Class: Ucode::Parsers::Unihan

Inherits:

Base

Object
Base
Ucode::Parsers::Unihan

show all

Defined in:: lib/ucode/parsers/unihan.rb

Overview

Parses all eight Unihan files (Unihan_IRGSources.txt, Unihan_NumericValues.txt, Unihan_RadicalStrokeCounts.txt, Unihan_Readings.txt, Unihan_DictionaryIndices.txt, Unihan_DictionaryLikeData.txt, Unihan_Variants.txt, Unihan_OtherMappings.txt).

File format is uniform across all eight (Unihan documentation):

U+XXXX<TAB>kField<TAB>value

The value may be a space-separated list (kRSUnicode, kDefinition for prose, kCangjieInput for multiple codes). .split (whitespace) produces the values array uniformly. Coordinator groups records by cp and writes into CodePoint.unihan.fields[field].

One parser, not eight: the format is uniform. The filename carries no parse-time information — every line is self-describing via its field name. Adding a new Unihan file is a one-line change to FILES; no parser modification (OCP).

Defined Under Namespace

Classes: Record

Constant Summary collapse

FILES =

%w[
  Unihan_DictionaryIndices.txt
  Unihan_DictionaryLikeData.txt
  Unihan_IRGSources.txt
  Unihan_NumericValues.txt
  Unihan_RadicalStrokeCounts.txt
  Unihan_Readings.txt
  Unihan_Variants.txt
  Unihan_OtherMappings.txt
].freeze

FILE_TO_CATEGORY = Filename → category symbol. The parser tags every Record with the category derived from its source file, so consumers (Coordinator → UnihanEntry) don't need to know the mapping. Unicode does not reorganize files across versions, so this mapping is stable without per-field hardcoding.

{
  "Unihan_DictionaryIndices.txt" => :dictionary_indices,
  "Unihan_DictionaryLikeData.txt" => :dictionary_like_data,
  "Unihan_IRGSources.txt" => :irg_sources,
  "Unihan_NumericValues.txt" => :numeric_values,
  "Unihan_RadicalStrokeCounts.txt" => :radical_stroke_counts,
  "Unihan_Readings.txt" => :readings,
  "Unihan_Variants.txt" => :variants,
  "Unihan_OtherMappings.txt" => :other_mappings,
}.freeze

Class Method Summary collapse

.each_in_dir(dir) ⇒ Object
Iterates every known Unihan file in dir, yielding one Record per data line across all files.
.each_record(path, filename: nil) ⇒ Object
Yields one Record per non-comment line in a single Unihan file.
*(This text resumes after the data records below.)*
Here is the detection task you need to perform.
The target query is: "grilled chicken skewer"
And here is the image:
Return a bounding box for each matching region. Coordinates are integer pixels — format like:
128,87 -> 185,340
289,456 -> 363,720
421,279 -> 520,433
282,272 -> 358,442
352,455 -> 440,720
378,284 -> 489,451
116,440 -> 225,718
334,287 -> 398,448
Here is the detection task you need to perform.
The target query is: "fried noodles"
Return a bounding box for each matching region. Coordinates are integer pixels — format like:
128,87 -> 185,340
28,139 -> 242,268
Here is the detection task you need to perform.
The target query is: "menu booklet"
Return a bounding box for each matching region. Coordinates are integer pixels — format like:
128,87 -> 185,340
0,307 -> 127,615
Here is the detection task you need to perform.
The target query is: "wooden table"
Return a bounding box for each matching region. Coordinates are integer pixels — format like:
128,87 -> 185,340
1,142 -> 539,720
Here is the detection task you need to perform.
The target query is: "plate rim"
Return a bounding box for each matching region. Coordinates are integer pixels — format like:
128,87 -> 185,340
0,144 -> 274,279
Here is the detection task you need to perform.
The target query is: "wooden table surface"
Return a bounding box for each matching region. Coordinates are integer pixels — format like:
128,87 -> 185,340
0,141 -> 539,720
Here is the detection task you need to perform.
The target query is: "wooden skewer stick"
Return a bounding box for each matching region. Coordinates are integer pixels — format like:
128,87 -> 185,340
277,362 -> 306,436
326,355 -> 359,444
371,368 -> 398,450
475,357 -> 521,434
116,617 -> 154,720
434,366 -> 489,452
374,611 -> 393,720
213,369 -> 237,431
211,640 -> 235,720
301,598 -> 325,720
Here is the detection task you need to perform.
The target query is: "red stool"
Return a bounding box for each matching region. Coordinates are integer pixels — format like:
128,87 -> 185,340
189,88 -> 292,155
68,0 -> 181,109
Methods inherited from Base

each_line, parse_codepoint_or_range, parse_field, parse_hex_cp

Class Method Details

.each_in_dir(dir) ⇒ `Object`

Iterates every known Unihan file in dir, yielding one Record per data line across all files. Missing files are silently skipped (incremental runs, partial downloads). Each Record carries its category so callers don't need to re-derive it.

# File 'lib/ucode/parsers/unihan.rb', line 92

def each_in_dir(dir)
  return enum_for(:each_in_dir, dir) unless block_given?

  dir_path = Pathname.new(dir)
  FILES.each do |filename|
    path = dir_path.join(filename)
    next unless path.exist?

    each_record(path, filename: filename) { |record| yield record }
  end

  nil
end

.each_record(path, filename: nil) ⇒ `Object`

Yields one Record per non-comment line in a single Unihan file. The caller must pass the source filename so the Record carries its category. Returns a lazy Enumerator when no block is given.

# File 'lib/ucode/parsers/unihan.rb', line 75

def each_record(path, filename: nil)
  return enum_for(:each_record, path, filename: filename) unless block_given?

  path_str = path.to_s
  category = FILE_TO_CATEGORY.fetch(filename || File.basename(path_str), nil)

  each_line_with_lineno(path_str) do |line, lineno|
    yield tagged_record(line, category, path_str, lineno)
  end

  nil
end